Adaptar Dune a un videojuego de supervivencia sonaba a apuesta arriesgada, pero Funcom —los mismos de Conan Exiles— sabían lo que hacían. Dune: Awakening no es solo un survival más: es una recreación obsesiva del planeta Arrakis que te hace sentir la sed, el miedo y la grandeza del universo de Frank Herbert. Y con su llegada a consolas el 22 de septiembre (y el nuevo modo historia), es el momento ideal para meterse.

Dune: Awakening - Arrakis

Bienvenido a Arrakis

Lo primero que impacta es el mundo. Arrakis es enorme, árido y bellísimo a su manera: dunas que se extienden hasta el horizonte, cañones, bases enemigas y ruinas escondidas. No es un decorado vacío; cada rincón esconde recursos, peligros o secretos. Funcom logró que el desierto se sienta vivo y, sobre todo, amenazante.

La ambientación es de diez. La estética de las casas (Atreides, Harkonnen), los ornitópteros, los trajes destiladores y la omnipresente especia te sumergen en el universo de Dune como pocas adaptaciones lo lograron.

Sobrevivir es el verdadero juego

Acá el agua es literalmente oro. Tu barra de hidratación baja constantemente bajo el sol, y conseguir agua —de plantas, de enemigos, de rocío— es una preocupación permanente. Salir al desierto sin prepararte es suicidio.

Dune: Awakening - Arrakis

Y después están las tormentas de arena y los gusanos. Caminar sobre la arena abierta atrae a los Shai-Hulud, y escuchar el temblor acercándose mientras corrés hacia roca firme es de las experiencias más tensas que vas a vivir en un juego. Esa amenaza constante es lo que hace único a Dune: Awakening frente a otros survival.

Construcción y combate

El sistema de construcción de bases es profundo y muy satisfactorio: levantás refugios, fábricas y destilerías para procesar recursos y especia. La progresión te empuja a mejorar constantemente tu equipo para animarte a ir más lejos.

El combate mezcla armas a distancia con un sistema de escudos Holtzman directo del lore: contra enemigos con escudo, los golpes lentos penetran y los rápidos rebotan, igual que en los libros. Es un detalle que los fans van a amar.

Dune: Awakening - Arrakis

El gran cambio: modo un jugador

El original era un MMO puro, y eso espantaba a mucha gente. La versión de consolas suma un modo un jugador con el final del Libro Uno de la historia, así que ahora podés vivir la campaña a tu ritmo, sin depender de otros. Es el cambio que el juego necesitaba para llegar a todos.
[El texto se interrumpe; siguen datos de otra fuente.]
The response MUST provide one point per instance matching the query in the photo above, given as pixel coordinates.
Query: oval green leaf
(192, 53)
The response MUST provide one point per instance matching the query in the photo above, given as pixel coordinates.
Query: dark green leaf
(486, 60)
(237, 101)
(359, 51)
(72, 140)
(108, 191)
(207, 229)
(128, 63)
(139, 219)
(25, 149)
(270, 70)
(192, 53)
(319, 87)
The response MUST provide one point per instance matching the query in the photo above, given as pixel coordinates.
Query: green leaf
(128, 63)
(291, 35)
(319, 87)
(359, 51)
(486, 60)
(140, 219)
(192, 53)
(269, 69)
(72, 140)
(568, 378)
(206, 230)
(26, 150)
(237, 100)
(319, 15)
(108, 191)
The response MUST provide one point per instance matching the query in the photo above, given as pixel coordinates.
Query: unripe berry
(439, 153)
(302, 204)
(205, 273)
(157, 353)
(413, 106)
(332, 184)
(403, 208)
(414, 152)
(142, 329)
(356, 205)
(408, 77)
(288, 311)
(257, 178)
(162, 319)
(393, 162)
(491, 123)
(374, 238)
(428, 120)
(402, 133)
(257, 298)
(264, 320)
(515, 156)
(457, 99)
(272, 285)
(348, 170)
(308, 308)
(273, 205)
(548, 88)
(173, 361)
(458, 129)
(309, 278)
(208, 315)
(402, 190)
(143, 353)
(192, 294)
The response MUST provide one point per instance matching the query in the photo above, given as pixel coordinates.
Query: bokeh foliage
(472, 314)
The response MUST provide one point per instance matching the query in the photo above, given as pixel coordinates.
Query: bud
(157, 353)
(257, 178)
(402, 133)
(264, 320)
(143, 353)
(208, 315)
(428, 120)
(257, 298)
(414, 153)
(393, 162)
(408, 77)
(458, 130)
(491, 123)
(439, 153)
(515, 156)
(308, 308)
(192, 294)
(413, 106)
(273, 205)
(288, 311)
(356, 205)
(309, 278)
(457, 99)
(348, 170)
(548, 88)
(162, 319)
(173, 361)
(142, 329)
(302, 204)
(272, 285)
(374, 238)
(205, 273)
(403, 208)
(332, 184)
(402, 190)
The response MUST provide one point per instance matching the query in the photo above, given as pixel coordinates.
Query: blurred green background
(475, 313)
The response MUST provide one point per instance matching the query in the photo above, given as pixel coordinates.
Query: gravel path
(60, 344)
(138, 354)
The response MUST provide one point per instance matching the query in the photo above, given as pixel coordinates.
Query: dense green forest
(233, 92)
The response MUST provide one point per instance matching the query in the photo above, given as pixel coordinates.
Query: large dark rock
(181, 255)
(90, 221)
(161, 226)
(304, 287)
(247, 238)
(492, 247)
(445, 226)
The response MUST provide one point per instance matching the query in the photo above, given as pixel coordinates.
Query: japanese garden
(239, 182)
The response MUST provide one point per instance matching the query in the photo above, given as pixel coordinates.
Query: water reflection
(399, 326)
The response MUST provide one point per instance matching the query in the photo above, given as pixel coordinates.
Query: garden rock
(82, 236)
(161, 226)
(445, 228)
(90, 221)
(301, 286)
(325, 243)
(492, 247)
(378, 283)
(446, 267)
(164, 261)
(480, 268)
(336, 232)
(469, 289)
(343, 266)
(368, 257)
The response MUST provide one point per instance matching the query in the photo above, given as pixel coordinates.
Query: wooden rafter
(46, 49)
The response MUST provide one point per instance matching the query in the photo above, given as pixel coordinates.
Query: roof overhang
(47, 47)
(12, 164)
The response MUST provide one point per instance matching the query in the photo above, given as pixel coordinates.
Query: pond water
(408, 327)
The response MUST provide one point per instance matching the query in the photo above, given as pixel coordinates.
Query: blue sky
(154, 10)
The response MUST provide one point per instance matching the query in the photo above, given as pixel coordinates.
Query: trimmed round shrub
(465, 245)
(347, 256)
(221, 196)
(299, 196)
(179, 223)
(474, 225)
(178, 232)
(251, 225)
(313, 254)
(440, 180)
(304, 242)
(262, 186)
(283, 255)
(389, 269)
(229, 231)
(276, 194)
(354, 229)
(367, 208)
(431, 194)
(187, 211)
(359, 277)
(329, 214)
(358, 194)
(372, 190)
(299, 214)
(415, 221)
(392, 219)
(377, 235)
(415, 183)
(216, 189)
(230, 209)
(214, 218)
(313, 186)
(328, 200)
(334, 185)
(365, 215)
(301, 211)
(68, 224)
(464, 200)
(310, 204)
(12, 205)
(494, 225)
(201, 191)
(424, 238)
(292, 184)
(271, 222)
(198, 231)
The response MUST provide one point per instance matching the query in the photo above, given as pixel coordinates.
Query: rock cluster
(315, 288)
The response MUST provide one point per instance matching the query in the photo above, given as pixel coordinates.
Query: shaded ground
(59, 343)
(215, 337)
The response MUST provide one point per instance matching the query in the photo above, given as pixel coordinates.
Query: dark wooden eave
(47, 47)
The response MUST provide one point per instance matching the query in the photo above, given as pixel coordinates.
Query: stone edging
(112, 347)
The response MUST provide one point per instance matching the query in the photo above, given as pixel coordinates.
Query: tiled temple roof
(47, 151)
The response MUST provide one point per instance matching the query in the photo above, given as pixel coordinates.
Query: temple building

Dicho esto, en grupo sigue brillando: explorar, construir y enfrentar el Deep Desert con amigos es donde Dune: Awakening alcanza su mejor versión.

Apartado técnico

Visualmente es de lo mejor del género. Los efectos de arena, la iluminación del desierto y la escala de todo son impresionantes. En consolas apunta a 60fps en modo Performance y trae Xbox Play Anywhere: comprás una vez y jugás en consola y PC con el mismo progreso.

Dune: Awakening - Arrakis

Veredicto

Dune: Awakening es un survival con identidad propia, fiel al universo de Herbert y técnicamente sobresaliente. Pide tiempo y paciencia, pero recompensa con una sensación de supervivencia y exploración que pocos juegos logran. Con el modo un jugador, ya no hay excusas: Arrakis te espera, y la especia debe fluir.